Are my pornogrpahy viewing habits normal?
Ok, so i've been a bit concerned about the porn i have been watching.
I have never had a girlfriend or any sort of sexual experience, mostly because i can do better then the girls i actually have the confidence to speak with (i sound like a prick but im actually not that bad of a catch, just a bit insecure,non-confident) and all the girls that get me all fuzzy and shit i dont have any confidence to approach or if they're a friend i just dont mention it. Plus, i went to an all boys school until last year so never really knew any girls.

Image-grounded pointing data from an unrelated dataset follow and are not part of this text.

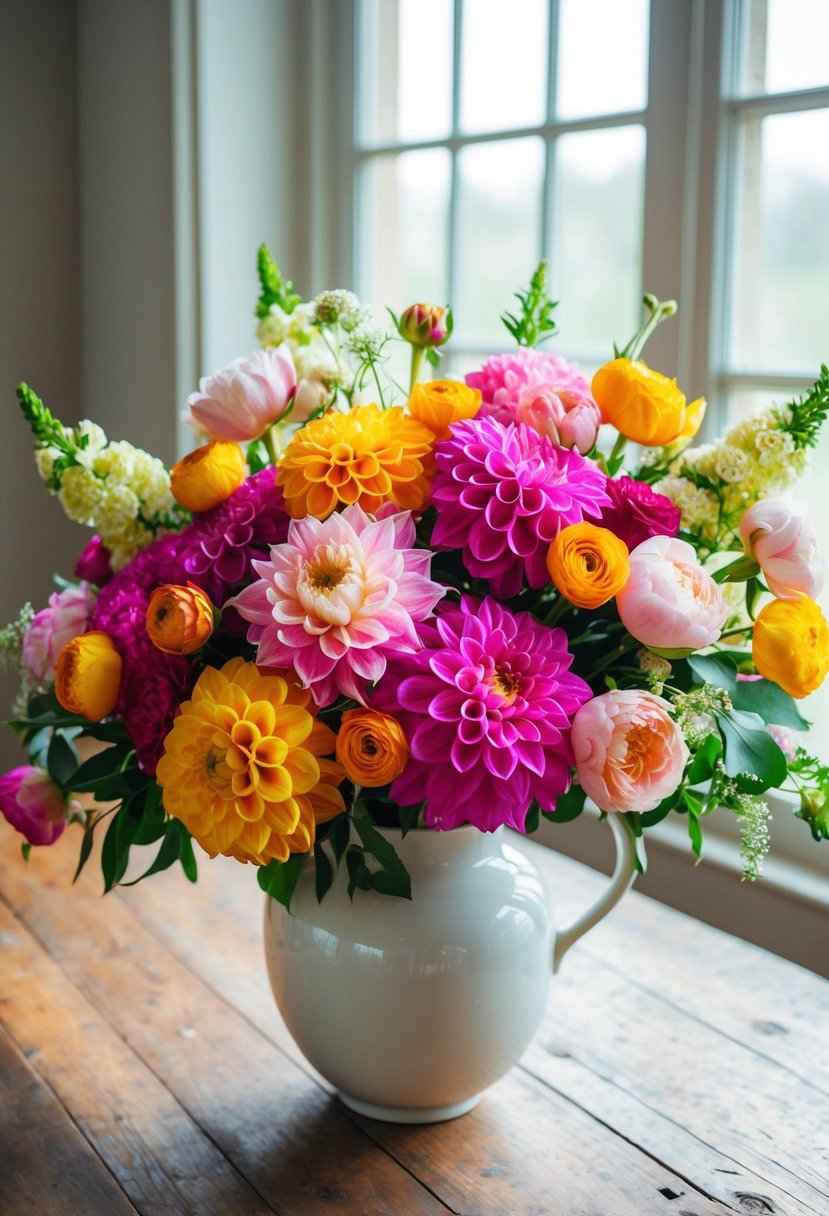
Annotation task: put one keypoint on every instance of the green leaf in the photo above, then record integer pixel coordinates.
(323, 872)
(278, 878)
(393, 877)
(61, 760)
(568, 806)
(338, 837)
(751, 750)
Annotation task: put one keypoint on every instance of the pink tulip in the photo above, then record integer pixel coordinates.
(780, 538)
(567, 416)
(629, 752)
(244, 399)
(66, 617)
(670, 603)
(33, 804)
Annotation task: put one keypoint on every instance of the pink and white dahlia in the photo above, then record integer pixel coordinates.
(486, 707)
(337, 598)
(503, 380)
(503, 493)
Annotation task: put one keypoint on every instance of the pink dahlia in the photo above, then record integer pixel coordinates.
(223, 542)
(503, 493)
(637, 512)
(153, 685)
(337, 598)
(503, 380)
(486, 705)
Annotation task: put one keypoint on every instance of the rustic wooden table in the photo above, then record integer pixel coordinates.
(145, 1069)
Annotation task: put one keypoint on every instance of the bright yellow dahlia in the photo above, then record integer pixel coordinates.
(242, 765)
(368, 455)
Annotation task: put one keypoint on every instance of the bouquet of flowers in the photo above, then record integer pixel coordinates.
(359, 604)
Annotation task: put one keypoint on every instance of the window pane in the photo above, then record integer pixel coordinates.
(498, 235)
(780, 316)
(406, 71)
(503, 65)
(785, 45)
(404, 229)
(602, 57)
(596, 263)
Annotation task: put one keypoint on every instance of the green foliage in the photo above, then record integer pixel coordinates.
(534, 322)
(272, 287)
(808, 412)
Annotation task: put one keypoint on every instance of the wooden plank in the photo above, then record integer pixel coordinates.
(754, 997)
(197, 934)
(288, 1137)
(161, 1158)
(48, 1167)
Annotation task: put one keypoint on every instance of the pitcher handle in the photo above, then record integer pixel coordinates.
(621, 880)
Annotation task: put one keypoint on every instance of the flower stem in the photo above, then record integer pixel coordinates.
(417, 362)
(269, 440)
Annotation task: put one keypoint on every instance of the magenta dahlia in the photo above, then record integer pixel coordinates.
(503, 380)
(223, 542)
(637, 512)
(153, 685)
(503, 493)
(486, 705)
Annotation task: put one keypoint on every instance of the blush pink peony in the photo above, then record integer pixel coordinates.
(244, 399)
(33, 804)
(670, 603)
(569, 417)
(779, 535)
(66, 617)
(337, 598)
(629, 750)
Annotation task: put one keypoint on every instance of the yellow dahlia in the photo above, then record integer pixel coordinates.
(368, 455)
(242, 765)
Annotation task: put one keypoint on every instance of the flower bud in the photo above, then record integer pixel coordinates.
(208, 476)
(371, 747)
(424, 325)
(179, 619)
(88, 675)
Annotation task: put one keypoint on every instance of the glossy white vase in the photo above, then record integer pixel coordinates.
(411, 1009)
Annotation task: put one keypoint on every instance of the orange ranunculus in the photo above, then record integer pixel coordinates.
(588, 564)
(179, 619)
(790, 645)
(644, 405)
(88, 675)
(438, 404)
(371, 747)
(208, 476)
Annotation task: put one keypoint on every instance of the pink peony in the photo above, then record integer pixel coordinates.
(486, 707)
(780, 538)
(337, 598)
(629, 750)
(669, 602)
(34, 804)
(503, 380)
(67, 615)
(94, 563)
(503, 493)
(568, 417)
(637, 512)
(244, 399)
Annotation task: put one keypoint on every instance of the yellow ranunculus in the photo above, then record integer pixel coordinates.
(588, 564)
(208, 476)
(790, 645)
(371, 747)
(88, 675)
(179, 619)
(438, 404)
(644, 405)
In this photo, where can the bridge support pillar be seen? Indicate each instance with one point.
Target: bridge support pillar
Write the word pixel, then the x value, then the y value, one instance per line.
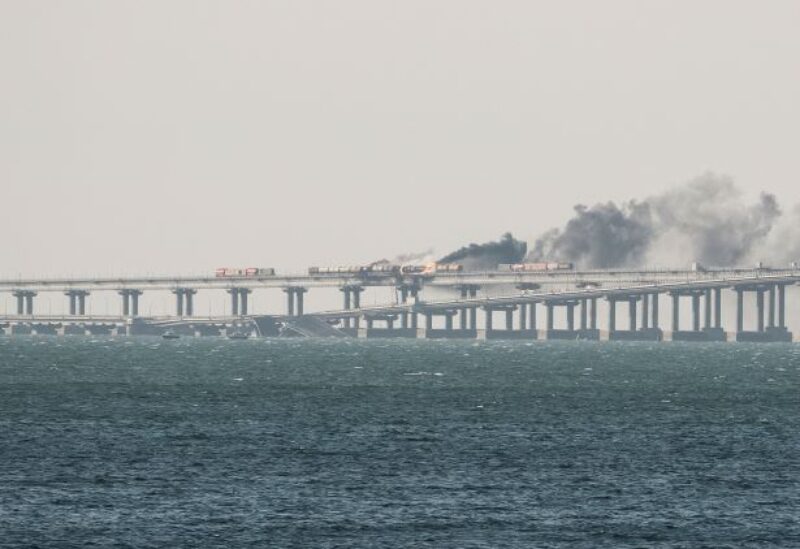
pixel 632 313
pixel 130 301
pixel 77 301
pixel 645 311
pixel 294 300
pixel 775 319
pixel 612 315
pixel 654 312
pixel 24 301
pixel 239 298
pixel 184 301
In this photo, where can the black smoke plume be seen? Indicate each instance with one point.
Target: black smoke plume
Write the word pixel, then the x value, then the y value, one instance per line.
pixel 490 254
pixel 705 220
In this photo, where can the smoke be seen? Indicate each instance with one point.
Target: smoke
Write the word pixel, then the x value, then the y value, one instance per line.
pixel 605 235
pixel 425 256
pixel 705 220
pixel 488 255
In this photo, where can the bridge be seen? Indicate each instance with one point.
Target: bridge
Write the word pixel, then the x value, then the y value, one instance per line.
pixel 561 295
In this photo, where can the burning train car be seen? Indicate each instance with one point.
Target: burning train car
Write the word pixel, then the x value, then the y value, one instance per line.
pixel 535 267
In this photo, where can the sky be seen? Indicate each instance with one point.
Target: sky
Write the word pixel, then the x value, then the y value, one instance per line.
pixel 179 136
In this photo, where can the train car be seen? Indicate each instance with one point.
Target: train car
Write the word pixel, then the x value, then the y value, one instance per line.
pixel 535 267
pixel 412 269
pixel 227 272
pixel 338 270
pixel 377 269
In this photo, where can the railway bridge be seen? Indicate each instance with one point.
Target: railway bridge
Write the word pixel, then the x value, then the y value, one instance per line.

But yeah, like all teenage boys i view pornography. I didn't start jacking it till i was about 15 (im 18 now) which i gathered is much later than pretty much everyone else. I used to just do it to cheap lads mag stuff but gradually progressed into hardcore but i still enjoy looking at a beautiful naked woman.
At one point, i got a bit sick of the sort of stuff i was seeing - even now, some stuff just doesn't appeal to me (cumshots, gross) but i dunno, the sort of shit that you come across on the internet, im scared im becoming desensitised.
I mean, i still do have fantasies about romance and meeting the perfect woman and just hanging out without doing anything very sexual, but when i feel the need to jack it, i find myself watching some pretty demeaning stuff, to the point where after im done i feel ashamed. Gangbangs? So gross. Rough blowjobs? Horrible. But i still find that shit sort of simulating. And im ashamed.
But recently, as in about an hour ago, i decided i have to stop watching this stuff. I have a pretty good imagination when im lying around in bed at night and enjoy the comforting, emotional scenarios but why do i always feel to watch that rough stuff? I used to justify it as just doing it for the fun, i wouldn't actually want to treat a woman like that - i still hold that belief but im worried that its just degrading my morals and changing me subconsciously.
I pretty much jerk off every night, even if i dont feel like it. When my hormones are playing about, its fine because i just need some beautiful naked pictures and i enjoy that a lot more, but when im just like "meh, cant sleep, porn?" i end up seeing stuff that i secretly enjoy but dont want to admit to myself. Im going to stop jacking it for a while just so i can jerk it do some tasteful shit (or just hopefully my rather innocent and sweet imagination) but i need to know was what i did all these months normal? Me and my friend were both baked the other day and i wanted to go home and jack off (because jacking off stoned is the shit) and he just transferred this movie he had onto my USB. When i got home and watched it i was pretty shocked by the sort of stuff in the video (it was called "Pornstars Punishment" if you need an idea) so that made me think that it was normal.
So, dear people... am i normal? Is it normal that i think i respect women and desire romance but still watch women gagging on cocks?